3.6. Debugging multi-threaded programs with GDB

Debugging multi-threaded programs can be tricky due to the multiple streams of execution and due to interactions between the concurrently executing threads. In general, here are some things to make debugging multi-threaded programs a bit easier:

  • Try to debug a version of the program with as few threads as possible.

//out the executing thread's ID and then call `fflush(stdout)` after
//the call to `printf` to avoid any buffering of the `printf` output.
  • Limit the amount of debug output by having only one of the threads print its information and common information. For example, if each thread stores its logical ID in a local variable named my_tid, then a conditional statement on the my_tid can be used to limit printing debug output to one thread:

if (my_tid == 1) {
    printf("Tid:%d: value of count is %d and my i is %d\n", my_tid, count, i);
    fflush(stdout);
}

3.6.1. GDB and Pthreads

The GDB debugger has specific support for debugging threaded programs, including setting breakpoints for individual threads and examining the Stacks of individual threads. One thing to note when debugging Pthreads programs in GDB is that there are at least three identifiers for each thread:

  1. The Pthreads library’s ID for the thread (its pthread_t value).

  2. The operating system’s Lightweight Process (LWP) ID value for the thread. This ID is used in part for the OS to keep track of this thread for scheduling purposes.

  3. The GDB ID for the thread: this is the ID to use when specifying a specific thread in GDB commands.

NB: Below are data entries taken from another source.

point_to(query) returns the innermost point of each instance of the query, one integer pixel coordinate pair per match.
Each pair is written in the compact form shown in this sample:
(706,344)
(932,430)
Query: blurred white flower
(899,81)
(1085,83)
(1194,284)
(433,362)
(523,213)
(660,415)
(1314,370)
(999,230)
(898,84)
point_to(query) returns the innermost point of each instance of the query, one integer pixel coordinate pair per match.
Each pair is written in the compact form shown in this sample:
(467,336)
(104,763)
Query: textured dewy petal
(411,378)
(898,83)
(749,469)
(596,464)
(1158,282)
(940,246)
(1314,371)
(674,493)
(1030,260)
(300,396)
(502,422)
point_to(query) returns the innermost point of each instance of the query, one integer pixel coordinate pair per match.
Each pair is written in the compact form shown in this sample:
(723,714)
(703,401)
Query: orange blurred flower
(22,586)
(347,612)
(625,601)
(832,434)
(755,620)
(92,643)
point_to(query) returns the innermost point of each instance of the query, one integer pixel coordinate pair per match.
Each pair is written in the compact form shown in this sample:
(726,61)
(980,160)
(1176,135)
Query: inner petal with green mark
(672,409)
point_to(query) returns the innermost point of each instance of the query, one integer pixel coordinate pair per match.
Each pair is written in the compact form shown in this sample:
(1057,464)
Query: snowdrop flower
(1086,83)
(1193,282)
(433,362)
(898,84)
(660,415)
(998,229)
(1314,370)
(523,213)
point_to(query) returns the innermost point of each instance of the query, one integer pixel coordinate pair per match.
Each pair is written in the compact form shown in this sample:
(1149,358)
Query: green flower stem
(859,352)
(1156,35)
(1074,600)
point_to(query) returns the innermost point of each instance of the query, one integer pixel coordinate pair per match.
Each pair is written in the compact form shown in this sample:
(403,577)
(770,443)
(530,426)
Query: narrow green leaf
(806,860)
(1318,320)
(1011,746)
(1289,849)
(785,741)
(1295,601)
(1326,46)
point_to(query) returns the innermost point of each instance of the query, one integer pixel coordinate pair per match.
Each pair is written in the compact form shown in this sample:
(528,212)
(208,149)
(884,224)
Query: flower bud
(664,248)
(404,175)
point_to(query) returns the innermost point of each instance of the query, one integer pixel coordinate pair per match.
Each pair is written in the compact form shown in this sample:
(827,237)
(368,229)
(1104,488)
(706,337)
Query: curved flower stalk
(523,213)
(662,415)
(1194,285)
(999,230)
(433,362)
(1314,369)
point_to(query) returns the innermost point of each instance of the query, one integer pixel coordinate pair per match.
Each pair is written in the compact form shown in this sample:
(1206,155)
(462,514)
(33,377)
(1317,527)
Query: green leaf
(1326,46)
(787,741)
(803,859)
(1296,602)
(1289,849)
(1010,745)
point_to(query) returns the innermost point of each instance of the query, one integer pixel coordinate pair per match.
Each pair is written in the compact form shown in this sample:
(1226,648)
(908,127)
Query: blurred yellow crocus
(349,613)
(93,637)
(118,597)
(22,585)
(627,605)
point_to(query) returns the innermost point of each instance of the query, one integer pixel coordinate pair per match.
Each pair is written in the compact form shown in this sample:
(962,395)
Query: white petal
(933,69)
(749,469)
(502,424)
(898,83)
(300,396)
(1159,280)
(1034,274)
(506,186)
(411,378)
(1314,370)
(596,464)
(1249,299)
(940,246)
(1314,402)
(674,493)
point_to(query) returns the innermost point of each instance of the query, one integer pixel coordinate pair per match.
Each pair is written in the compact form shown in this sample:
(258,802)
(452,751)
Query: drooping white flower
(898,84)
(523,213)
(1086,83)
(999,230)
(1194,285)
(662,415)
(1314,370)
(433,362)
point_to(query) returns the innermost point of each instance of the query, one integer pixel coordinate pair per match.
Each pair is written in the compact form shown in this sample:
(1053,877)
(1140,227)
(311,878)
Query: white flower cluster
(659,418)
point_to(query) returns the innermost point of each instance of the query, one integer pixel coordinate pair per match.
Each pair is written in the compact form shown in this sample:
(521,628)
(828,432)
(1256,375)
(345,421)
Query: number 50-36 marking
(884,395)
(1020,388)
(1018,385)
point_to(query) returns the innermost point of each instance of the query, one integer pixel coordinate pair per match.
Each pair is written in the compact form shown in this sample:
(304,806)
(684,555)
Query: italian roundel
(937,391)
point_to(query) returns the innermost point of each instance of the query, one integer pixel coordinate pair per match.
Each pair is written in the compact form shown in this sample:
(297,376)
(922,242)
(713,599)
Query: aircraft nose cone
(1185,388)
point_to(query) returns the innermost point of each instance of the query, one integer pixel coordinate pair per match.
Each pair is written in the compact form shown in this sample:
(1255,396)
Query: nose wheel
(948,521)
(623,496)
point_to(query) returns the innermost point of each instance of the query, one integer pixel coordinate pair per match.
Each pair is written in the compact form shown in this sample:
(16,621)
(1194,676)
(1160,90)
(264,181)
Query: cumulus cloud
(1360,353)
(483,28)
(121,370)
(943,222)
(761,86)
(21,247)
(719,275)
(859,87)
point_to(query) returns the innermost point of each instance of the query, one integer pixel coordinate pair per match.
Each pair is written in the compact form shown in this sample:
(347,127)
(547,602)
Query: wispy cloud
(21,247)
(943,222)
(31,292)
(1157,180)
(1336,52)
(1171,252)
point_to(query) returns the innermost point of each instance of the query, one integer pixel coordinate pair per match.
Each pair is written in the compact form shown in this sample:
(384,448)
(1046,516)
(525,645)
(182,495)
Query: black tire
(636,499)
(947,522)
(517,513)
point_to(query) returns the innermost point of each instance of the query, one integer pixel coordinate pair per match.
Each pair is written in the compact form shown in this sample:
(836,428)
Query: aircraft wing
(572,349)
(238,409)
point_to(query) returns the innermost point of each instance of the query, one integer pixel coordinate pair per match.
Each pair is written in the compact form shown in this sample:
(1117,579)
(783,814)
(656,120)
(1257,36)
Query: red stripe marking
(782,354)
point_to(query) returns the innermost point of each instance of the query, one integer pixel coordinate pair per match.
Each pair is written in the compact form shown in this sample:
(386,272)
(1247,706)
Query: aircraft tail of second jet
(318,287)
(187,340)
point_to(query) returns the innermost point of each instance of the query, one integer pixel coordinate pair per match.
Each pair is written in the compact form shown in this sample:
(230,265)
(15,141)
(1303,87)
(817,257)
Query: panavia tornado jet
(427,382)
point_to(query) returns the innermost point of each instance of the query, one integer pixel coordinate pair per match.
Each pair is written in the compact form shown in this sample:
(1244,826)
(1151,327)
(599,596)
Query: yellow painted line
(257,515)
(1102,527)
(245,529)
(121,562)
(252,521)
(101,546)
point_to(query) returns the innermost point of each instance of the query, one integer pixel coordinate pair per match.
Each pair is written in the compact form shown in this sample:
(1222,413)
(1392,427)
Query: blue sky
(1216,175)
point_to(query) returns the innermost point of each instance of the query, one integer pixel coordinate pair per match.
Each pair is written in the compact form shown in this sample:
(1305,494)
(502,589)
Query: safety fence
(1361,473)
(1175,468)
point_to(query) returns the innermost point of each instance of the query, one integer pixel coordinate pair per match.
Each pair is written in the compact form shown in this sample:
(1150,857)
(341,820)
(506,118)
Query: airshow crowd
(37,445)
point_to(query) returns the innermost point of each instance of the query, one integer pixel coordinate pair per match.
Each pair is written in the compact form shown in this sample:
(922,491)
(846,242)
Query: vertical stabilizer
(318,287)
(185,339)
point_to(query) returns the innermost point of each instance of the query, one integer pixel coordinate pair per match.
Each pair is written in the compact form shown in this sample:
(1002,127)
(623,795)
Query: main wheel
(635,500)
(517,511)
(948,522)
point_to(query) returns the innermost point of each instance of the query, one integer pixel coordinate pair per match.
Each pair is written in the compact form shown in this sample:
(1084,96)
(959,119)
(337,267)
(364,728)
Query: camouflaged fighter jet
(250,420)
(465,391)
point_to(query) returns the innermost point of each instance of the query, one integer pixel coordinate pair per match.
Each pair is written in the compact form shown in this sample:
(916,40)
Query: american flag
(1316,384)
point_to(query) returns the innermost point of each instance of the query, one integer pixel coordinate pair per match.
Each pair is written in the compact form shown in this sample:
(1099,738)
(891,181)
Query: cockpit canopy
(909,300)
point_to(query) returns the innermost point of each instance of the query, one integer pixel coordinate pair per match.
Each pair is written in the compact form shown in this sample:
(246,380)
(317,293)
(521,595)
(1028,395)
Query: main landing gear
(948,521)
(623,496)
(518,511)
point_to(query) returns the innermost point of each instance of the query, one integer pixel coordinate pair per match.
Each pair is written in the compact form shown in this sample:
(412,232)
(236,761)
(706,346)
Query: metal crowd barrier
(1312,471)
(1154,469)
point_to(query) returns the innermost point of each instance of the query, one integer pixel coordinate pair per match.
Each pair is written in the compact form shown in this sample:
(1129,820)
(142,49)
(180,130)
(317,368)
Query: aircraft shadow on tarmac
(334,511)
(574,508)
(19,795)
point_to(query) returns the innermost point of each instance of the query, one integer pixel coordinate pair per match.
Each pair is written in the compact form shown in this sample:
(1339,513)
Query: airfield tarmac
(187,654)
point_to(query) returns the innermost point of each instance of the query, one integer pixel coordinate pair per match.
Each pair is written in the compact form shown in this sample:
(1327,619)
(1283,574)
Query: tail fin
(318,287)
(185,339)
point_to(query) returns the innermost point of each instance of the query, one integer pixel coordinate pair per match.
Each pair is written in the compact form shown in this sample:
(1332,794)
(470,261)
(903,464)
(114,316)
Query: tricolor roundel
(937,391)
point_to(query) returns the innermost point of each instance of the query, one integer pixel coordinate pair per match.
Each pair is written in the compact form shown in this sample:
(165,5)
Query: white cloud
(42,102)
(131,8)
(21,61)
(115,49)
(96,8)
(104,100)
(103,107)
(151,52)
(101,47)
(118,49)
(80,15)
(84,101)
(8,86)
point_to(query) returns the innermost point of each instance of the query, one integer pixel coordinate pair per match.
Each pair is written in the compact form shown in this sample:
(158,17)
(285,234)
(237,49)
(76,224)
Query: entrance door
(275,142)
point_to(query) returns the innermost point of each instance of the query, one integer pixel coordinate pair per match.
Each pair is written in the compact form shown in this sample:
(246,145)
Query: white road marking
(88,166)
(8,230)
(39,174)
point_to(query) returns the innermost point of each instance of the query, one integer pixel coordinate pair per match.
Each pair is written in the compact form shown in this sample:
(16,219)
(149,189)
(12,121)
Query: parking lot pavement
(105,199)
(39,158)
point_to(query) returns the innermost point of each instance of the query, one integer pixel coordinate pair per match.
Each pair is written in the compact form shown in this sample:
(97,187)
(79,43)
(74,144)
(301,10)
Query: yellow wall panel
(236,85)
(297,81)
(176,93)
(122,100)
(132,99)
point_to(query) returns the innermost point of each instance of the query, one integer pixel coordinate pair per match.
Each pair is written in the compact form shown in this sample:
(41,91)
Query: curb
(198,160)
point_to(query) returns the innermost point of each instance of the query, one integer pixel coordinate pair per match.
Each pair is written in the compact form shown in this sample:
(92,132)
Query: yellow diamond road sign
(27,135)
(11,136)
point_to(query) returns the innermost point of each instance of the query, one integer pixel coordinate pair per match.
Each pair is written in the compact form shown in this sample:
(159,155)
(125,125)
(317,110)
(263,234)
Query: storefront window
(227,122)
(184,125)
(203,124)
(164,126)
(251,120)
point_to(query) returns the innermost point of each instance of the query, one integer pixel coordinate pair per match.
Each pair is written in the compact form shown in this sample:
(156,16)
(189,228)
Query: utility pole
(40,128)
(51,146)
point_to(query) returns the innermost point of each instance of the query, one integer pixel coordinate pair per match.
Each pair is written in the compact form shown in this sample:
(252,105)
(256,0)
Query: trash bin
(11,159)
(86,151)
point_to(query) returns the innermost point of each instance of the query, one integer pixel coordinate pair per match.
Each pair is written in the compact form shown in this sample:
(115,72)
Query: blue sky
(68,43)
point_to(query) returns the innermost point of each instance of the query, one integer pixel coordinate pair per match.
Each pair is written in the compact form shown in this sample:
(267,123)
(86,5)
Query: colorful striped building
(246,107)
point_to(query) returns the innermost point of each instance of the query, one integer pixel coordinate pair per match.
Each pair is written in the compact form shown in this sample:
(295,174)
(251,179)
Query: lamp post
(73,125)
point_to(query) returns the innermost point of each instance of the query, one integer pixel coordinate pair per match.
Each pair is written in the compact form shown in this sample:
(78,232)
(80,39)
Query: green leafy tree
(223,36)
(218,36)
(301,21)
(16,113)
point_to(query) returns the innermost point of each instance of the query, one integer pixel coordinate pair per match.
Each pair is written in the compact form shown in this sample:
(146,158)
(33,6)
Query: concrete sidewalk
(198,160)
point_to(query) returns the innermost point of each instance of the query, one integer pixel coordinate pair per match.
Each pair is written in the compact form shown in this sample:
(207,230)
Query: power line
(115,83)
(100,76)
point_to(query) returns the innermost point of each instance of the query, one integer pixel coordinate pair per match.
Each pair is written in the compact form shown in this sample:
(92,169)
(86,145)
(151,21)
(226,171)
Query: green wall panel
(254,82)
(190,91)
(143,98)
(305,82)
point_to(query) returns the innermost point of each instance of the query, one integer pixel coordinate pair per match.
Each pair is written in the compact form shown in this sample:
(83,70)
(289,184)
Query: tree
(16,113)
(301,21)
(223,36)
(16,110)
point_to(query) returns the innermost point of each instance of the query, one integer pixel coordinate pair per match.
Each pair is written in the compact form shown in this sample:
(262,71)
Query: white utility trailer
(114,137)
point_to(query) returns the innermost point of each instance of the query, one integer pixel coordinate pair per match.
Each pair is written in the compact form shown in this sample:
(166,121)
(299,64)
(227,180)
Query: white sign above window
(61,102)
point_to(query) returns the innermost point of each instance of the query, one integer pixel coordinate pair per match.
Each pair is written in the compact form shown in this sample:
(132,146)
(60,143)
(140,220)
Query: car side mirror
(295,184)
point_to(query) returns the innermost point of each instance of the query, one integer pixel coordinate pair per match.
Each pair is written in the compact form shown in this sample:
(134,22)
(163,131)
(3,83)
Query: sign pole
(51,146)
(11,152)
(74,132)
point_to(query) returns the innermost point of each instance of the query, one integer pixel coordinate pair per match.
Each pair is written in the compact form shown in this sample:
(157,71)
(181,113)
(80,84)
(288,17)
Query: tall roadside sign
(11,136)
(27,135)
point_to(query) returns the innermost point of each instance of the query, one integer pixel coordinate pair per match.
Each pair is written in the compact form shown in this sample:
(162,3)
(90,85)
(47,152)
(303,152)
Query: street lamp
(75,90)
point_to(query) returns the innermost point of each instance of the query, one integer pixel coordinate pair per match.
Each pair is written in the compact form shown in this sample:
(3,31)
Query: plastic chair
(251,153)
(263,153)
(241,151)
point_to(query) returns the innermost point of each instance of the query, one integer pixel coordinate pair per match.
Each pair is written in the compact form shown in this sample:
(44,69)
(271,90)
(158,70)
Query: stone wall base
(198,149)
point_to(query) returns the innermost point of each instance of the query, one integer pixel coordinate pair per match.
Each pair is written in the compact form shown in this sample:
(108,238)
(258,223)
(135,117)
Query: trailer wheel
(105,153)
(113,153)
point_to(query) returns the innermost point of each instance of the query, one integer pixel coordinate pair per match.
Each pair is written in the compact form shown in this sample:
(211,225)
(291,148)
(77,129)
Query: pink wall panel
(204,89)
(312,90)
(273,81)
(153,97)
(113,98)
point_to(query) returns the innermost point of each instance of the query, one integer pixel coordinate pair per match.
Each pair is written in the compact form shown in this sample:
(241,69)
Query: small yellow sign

The specific relationship between thread IDs can differ from one OS and Pthreads library implementation to another, but on most systems there is a one-to-one-to-one correspondence between a Pthreads ID, an LWP ID, and a GDB thread ID.

We present a few GDB basics for debugging threaded programs in GDB. See the following for more information about debugging threaded programs in GDB.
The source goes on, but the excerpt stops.